Is S.China Sea card useful to New Delhi?

Source: Global Times Published: 2020/8/31 22:18:40

Illustration: GT

Editor's Note:

India media, citing government sources, reported on Monday that India has deployed one of its frontline warships to the South China Sea soon after the Galwan Valley clash on June 15. The Indian warship was continuously maintaining contact with their American counterparts over secure communication systems. How to interpret these Indian naval moves? Is New Delhi playing a so-called South China Sea card to pressure Beijing? Global Times invited two scholars to share their views.  

Li Jie, a Beijing-based naval expert 

The deployment of the Indian Navy warship in the South China Sea and the Indian warship's contact with its US counterparts over "secure communication systems" could give the outside world the impression that India and the US are allies that can further strengthen cooperation in many regions such as the South China Sea and Indian Ocean. The primary goal of New Delhi is to hype up the issue and indicate it has the backing of Washington. 

By sending a frontline warship to the South China Sea, India may also want to distract China's attention from the border dispute with India by exerting pressure on China on the high seas. However, this will hardly affect the border situation. 

India is simply serving as an accomplice to the US. The US' Indo-Pacific Strategy needs the support of allies and petty followers. The US is stirring up the South China Sea situation in an attempt to strategically check China. With this, India hopes to contribute to make the waters muddier and unstable. It seeks to create disharmony in the South China Sea in order to create an advantageous situation for itself. 

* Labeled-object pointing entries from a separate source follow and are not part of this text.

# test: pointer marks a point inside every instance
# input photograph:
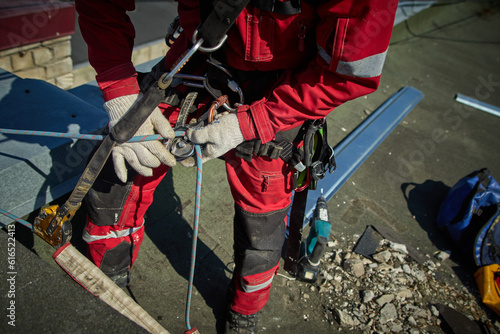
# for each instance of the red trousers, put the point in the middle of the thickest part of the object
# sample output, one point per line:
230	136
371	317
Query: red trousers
261	190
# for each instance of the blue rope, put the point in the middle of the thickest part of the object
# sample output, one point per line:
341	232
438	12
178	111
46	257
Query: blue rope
195	231
86	136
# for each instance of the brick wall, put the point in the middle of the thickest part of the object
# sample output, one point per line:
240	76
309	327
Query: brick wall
48	60
84	73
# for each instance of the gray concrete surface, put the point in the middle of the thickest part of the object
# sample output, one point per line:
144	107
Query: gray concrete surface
441	51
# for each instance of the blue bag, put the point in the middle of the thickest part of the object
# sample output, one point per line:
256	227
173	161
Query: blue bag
469	216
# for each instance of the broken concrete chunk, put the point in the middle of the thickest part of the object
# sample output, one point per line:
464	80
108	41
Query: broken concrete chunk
354	267
382	257
367	295
384	299
401	248
344	319
388	313
442	255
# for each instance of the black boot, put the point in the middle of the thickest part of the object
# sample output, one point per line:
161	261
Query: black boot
241	324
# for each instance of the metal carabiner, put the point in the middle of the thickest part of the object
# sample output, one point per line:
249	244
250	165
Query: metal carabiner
205	49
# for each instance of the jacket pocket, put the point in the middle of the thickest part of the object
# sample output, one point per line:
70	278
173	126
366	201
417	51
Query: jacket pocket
259	37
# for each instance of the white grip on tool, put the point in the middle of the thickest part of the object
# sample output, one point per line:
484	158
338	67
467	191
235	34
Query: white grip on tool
96	282
218	137
142	156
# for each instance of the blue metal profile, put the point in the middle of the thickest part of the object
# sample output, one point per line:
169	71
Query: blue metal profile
353	150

The possibility that India will escalate adventurous actions in the South China Sea cannot be ruled out. This could entail participating in joint exercises in the South China Sea with the US. India might even send aircraft carrier to the region in the future. China must first of all express firm opposition to the Indian Navy's presence in the South China Sea. Both the US and India are extraterritorial powers. Any of their military activities in the South China Sea will jeopardize regional security and stability. Second, China must closely monitor the Indian warship, judge the actions it might take and track it. If the Indian vessel takes any actions to undermine China's maritime rights or challenge China's territorial sovereignty, China must expel it or even resort to reasonable collisions. Should the Indian warship further escalate actions, China will have to make contingency plans and deal with it effectively. 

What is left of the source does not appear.